Il 9 novembre 2016 negli Stati Uniti oltre alle votazioni per eleggere il nuovo presidente, si è votato (in Nebraska, Oklahoma e California) sulla questione della pena di morte. In Nebraska circa il 57% degli elettori ha votato in favore del ripristino della pena capitale, dato che era stata abolita nel maggio 2015. Nell'Oklahoma, invece, circa il 67% degli elettori ha votato per inserire la pena capitale nella propria costituzione. Questo significa che non si potrà più fare riferimento all'ottavo emendamento della costituzione americana che prevede il divieto di punizioni crudeli e inusuali.

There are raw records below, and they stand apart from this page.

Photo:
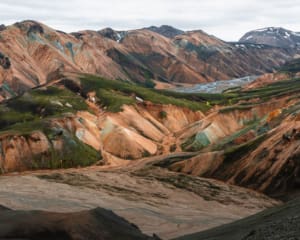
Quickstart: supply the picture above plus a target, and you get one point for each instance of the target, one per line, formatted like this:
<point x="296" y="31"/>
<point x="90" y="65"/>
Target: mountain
<point x="33" y="54"/>
<point x="273" y="36"/>
<point x="165" y="30"/>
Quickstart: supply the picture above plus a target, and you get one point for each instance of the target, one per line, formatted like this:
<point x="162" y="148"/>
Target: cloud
<point x="228" y="20"/>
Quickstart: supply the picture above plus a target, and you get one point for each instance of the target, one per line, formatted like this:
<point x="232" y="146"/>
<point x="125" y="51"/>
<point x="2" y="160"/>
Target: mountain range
<point x="32" y="54"/>
<point x="96" y="120"/>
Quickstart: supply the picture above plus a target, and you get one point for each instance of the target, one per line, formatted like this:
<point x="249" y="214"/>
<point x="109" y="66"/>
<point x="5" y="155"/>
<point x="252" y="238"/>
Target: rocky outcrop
<point x="273" y="36"/>
<point x="165" y="30"/>
<point x="4" y="61"/>
<point x="94" y="224"/>
<point x="277" y="223"/>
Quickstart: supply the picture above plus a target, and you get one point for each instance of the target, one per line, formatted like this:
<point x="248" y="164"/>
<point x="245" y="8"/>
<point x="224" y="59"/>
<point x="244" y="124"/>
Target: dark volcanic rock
<point x="97" y="224"/>
<point x="165" y="30"/>
<point x="280" y="223"/>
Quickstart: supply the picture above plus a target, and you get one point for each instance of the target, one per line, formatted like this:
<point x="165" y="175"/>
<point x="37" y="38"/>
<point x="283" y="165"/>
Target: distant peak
<point x="165" y="30"/>
<point x="273" y="36"/>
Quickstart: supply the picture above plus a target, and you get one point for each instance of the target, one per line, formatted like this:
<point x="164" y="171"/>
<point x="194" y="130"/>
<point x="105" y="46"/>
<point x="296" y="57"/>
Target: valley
<point x="84" y="127"/>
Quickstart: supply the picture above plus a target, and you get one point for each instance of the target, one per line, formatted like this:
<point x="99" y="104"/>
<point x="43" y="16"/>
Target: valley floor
<point x="156" y="200"/>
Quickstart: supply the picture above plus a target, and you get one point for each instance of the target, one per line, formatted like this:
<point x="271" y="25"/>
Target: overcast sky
<point x="226" y="19"/>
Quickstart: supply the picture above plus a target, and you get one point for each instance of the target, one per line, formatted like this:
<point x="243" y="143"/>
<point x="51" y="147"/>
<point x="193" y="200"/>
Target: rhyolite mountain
<point x="165" y="30"/>
<point x="273" y="36"/>
<point x="33" y="54"/>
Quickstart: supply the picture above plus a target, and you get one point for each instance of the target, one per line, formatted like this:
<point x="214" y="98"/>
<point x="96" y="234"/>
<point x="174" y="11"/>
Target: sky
<point x="226" y="19"/>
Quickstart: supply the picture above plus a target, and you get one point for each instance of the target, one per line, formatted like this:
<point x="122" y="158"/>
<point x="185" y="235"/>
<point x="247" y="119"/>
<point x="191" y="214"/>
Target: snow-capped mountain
<point x="273" y="36"/>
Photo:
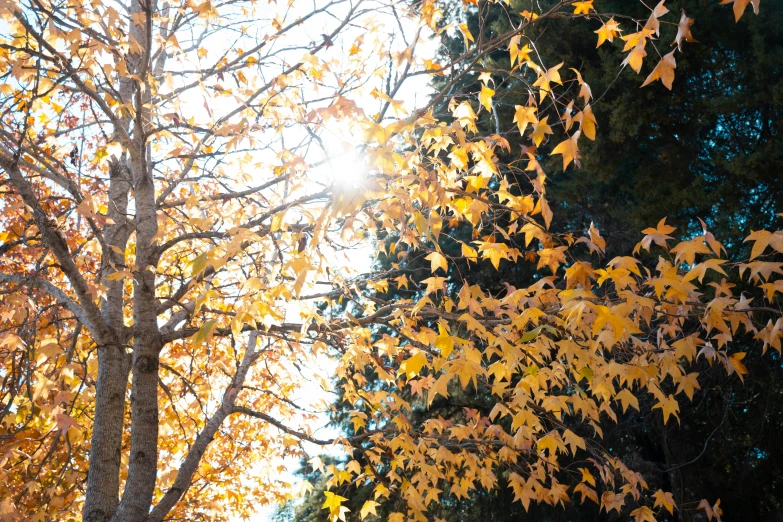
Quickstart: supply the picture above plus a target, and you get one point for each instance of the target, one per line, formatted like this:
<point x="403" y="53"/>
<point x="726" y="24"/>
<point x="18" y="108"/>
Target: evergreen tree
<point x="722" y="167"/>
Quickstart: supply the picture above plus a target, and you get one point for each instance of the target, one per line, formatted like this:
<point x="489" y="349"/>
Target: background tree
<point x="655" y="160"/>
<point x="167" y="229"/>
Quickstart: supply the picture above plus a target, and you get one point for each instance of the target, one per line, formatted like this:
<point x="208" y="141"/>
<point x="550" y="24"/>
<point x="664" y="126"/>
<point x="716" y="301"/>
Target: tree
<point x="163" y="221"/>
<point x="729" y="432"/>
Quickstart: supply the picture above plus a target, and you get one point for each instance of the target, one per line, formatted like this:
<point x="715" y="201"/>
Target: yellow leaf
<point x="582" y="7"/>
<point x="636" y="57"/>
<point x="367" y="508"/>
<point x="741" y="5"/>
<point x="485" y="97"/>
<point x="643" y="514"/>
<point x="607" y="31"/>
<point x="437" y="261"/>
<point x="413" y="365"/>
<point x="735" y="364"/>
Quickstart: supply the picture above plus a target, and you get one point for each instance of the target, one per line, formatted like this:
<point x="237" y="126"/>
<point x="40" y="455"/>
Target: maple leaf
<point x="741" y="5"/>
<point x="437" y="261"/>
<point x="664" y="71"/>
<point x="582" y="7"/>
<point x="332" y="501"/>
<point x="684" y="31"/>
<point x="607" y="31"/>
<point x="627" y="398"/>
<point x="485" y="97"/>
<point x="669" y="407"/>
<point x="734" y="364"/>
<point x="367" y="508"/>
<point x="611" y="500"/>
<point x="569" y="150"/>
<point x="412" y="366"/>
<point x="546" y="78"/>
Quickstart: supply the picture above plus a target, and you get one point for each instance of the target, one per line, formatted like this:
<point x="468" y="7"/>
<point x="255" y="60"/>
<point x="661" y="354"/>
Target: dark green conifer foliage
<point x="722" y="164"/>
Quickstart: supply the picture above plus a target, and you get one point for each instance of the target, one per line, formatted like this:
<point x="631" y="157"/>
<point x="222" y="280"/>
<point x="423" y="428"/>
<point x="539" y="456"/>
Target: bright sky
<point x="347" y="170"/>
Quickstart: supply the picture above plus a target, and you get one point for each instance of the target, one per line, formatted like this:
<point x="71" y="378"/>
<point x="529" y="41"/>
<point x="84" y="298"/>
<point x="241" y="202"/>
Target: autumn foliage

In California i quesiti erano due: la proposta 62 per abolire la pena di morte e la proposta 66 che, al contrario, prevedeva di accelerare i tempi di esecuzione della stessa. Gli elettori hanno manifestato la preferenza per la seconda proposta. Negli Stati Uniti si era passati dalle 98 esecuzioni del 1999 alle 28 del 2015. Ovviamente il trend resta positivo per il momento, ma questi tre risultati infondono preoccupazione poiché potrebbero avere ricadute nel resto del mondo. A questo proposito, quali sono i dati attuali sulla questione delicata della pena di morte nel mondo?
Per rispondere alla domanda possiamo fare riferimento al rapporto del 3 agosto 2016 di "Nessuno tocchi Caino", un'associazione senza fine di lucro di cittadini e parlamentari nata a Bruxelles nel 1993 che lotta per l'abolizione della pena di morte nel mondo.
Secondo questo rapporto, nei primi mesi del 2016 ci sono state già 1,685 esecuzioni, avvenute in 17 paesi diversi. Erano state 3,576 nel corso del 2014 e 4,040 nel corso del 2015. Attualmente il paese che detiene il numero maggiore di esecuzione nel 2016 è la Cina che è già arrivata a quota 1,200. Ci sono poi Iran e Arabia Saudita con rispettivamente 209 e 95 esecuzioni in questo primo semestre.
I paesi che tutt'ora mantengono la pena di morte nel proprio ordinamento sono 38, uno in più rispetto al 2015. Sono invece 104 i paesi che hanno abolito totalmente la pena capitale, 6 quelli che l'hanno abolita per i reati minori, 6 quelli che applicano la moratoria e 44 quelli che che hanno abolito di fatto la pena di morte dato che non la eseguono da più di 10 anni.
Dal rapporto emerge come il 98% delle esecuzioni sia avvenuto nel continente asiatico e pone l'accento sul fatto che nella stragrande maggioranza dei paesi che la attuano, sono in vigore regimi autoritari o vere e proprie dittature. Questo è un collegamento piuttosto ovvio da fare, visto che in tali regimi i diritti fondamentali tendono ad essere messi in disparte.
Ecco perché sorge spontanea la preoccupazione per le recenti dichiarazioni di Erdoğan sul fatto che in Turchia potrebbero essere riprese le esecuzioni in un futuro molto vicino. In Europa vi è la sola Bielorussia ad aver la pena di morte ancora attiva (con l'eccezione della Russia che è uno dei paesi con moratoria). Accogliere un paese che ha il progetto di reintrodurre le esecuzioni capitali può portare conseguenze piuttosto pesanti in un continente che sulla materia ha fatto passi avanti nel corso degli anni.
Altro dato interessante è quello che collega esecuzioni a lotta al terrorismo e al narcotraffico. Finora sono state 100 le esecuzioni per il primo reato e 731 quelle per il secondo. Quest'ultimo dato è sintomo della politica feroce e persecutoria attuata da Teheran nella lotta contro il traffico di stupefacenti; una politica che per adesso non ha sortito gli effetti sperati.
Quale conclusione possiamo trarre? Non ci si può schierare da una parte o dall'altra semplicemente accodandosi al pensiero di qualcun'altro. E' necessario documentarsi e avere con sé le risorse e le giuste spiegazioni per poter argomentare la propria scelta. Tuttavia, è sicuramente più naturale schierarsi a favore della difesa dei diritti fondamentali dell'uomo, anche perché le politiche di esecuzioni capitali non hanno fornito dati sull'utilità effettiva di quest'ultime nella lotta alla criminalità.